Après le départ forcé des jésuites, cette tradition fut perpétuée par les maîtres de chapelle, qui en détenaient l’histoire et la religiosité. À la fin du XIXe siècle, nombreux furent les Moxos qui avaient abandonné les anciennes missions pour s’installer au cœur de l’Amazonie bolivienne où ils ont mis en œuvre un mouvement messianique et millénariste, la Loma Santa. Ils ont tenté de s’éloigner de la société bolivienne pour rechercher un paradis sur terre où ils pourraient à nouveau recréer le système de vie des missions jésuites. Pour ce faire, ils emmenaient seulement ce qui pouvait représenter la pureté de ce souvenir, c’est-à-dire leur foi et leur musique.

Évasion polynésienne

© Evariste de Monségou

© Evariste de Monségou

Ciné concert Tabu de Murnau (samedi 21 mars, Mémo médiathèque de Montauban) : Projection : Eidos ; Jean-Marc Andrieu, flûte à bec ; Liv Heym, violon ; Marie-Madeleine Mille, violoncelle ; Yvan Garcia, clavecin.

Pour finir, Les Passions se sont prêtées à une expérience inédite pour l’ensemble, par l’exercice du ciné concert, avec le film Tabu, le dernier film de Friedrich W. Murnau réalisé à Bora Bora en 1931. Il s’agit d’un film emblématique de l’histoire du cinéma où le documentaire pur avec des acteurs amateurs à la façon de Robert Flaherty, devient une fiction à l’esthétique picturale. Outre des tensions entre les deux associés, le tournage fut difficile avec quelques noyades et Murnau périt dans un accident de voiture quelques jours avant la sortie du film.
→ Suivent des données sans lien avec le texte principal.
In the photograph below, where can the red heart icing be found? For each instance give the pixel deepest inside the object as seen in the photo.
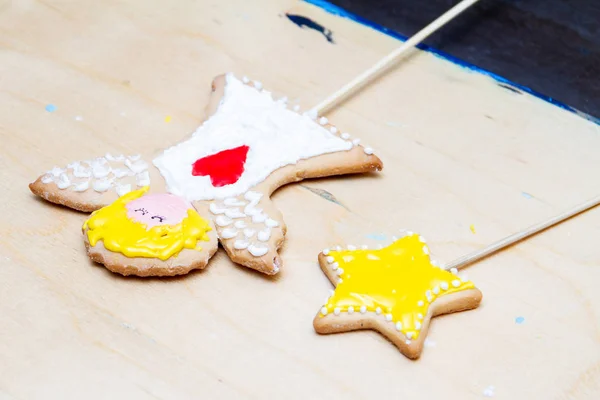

On oserait dire que le tabou est double puisque Les Passions se substituent à la musique composée par Hugo Riesenfeld. Le compositeur avait d’ailleurs combiné les thèmes de l’aurore avec des pièces de Mendelssohn, Bizet et Massenet, qu’il abandonnera finalement pour ne pas donner une touche de romantisme européen.

Le choix des pièces fut collectif avec la volonté de ne pas tomber dans le piège descriptif. En formation de quatuor avec un violoncelle baroque, un violon, une flûte à bec et un clavecin, la musique baroque cadre parfaitement avec cette tragique fable amoureuse exotique. Une histoire d’amour contrariée par le destin de la jeune fille, appelée à devenir vierge consacrée, assortie de la fuite de deux amants et de leur poursuite par le grand prêtre, cela peut être digne d’un opéra baroque… Avec des extraits d’œuvres de Corelli, Leclair, Telemann, Couperin, Rameau et Purcell, la musique véhicule des sentiments en regard de la forte émotion portée par les images. En marge de la partition, la flûte de Jean-Marc Andrieu accompagne certains mouvements de la caméra. On s’amuse à reconnaître certains passages des Concerts royaux de Couperin, la danse des Sauvages des Indes galantes de Rameau et la Mort de Didon de Purcell lorsque Matahi se noie à la poursuite du bateau qui emmène sa bien aimée Reri.

Avec un tel voyage, on ne pourra pas dire que ces troisièmes Passions Baroques à Montauban furent au rabais ! Rendez-vous pour la quatrième édition en 2017.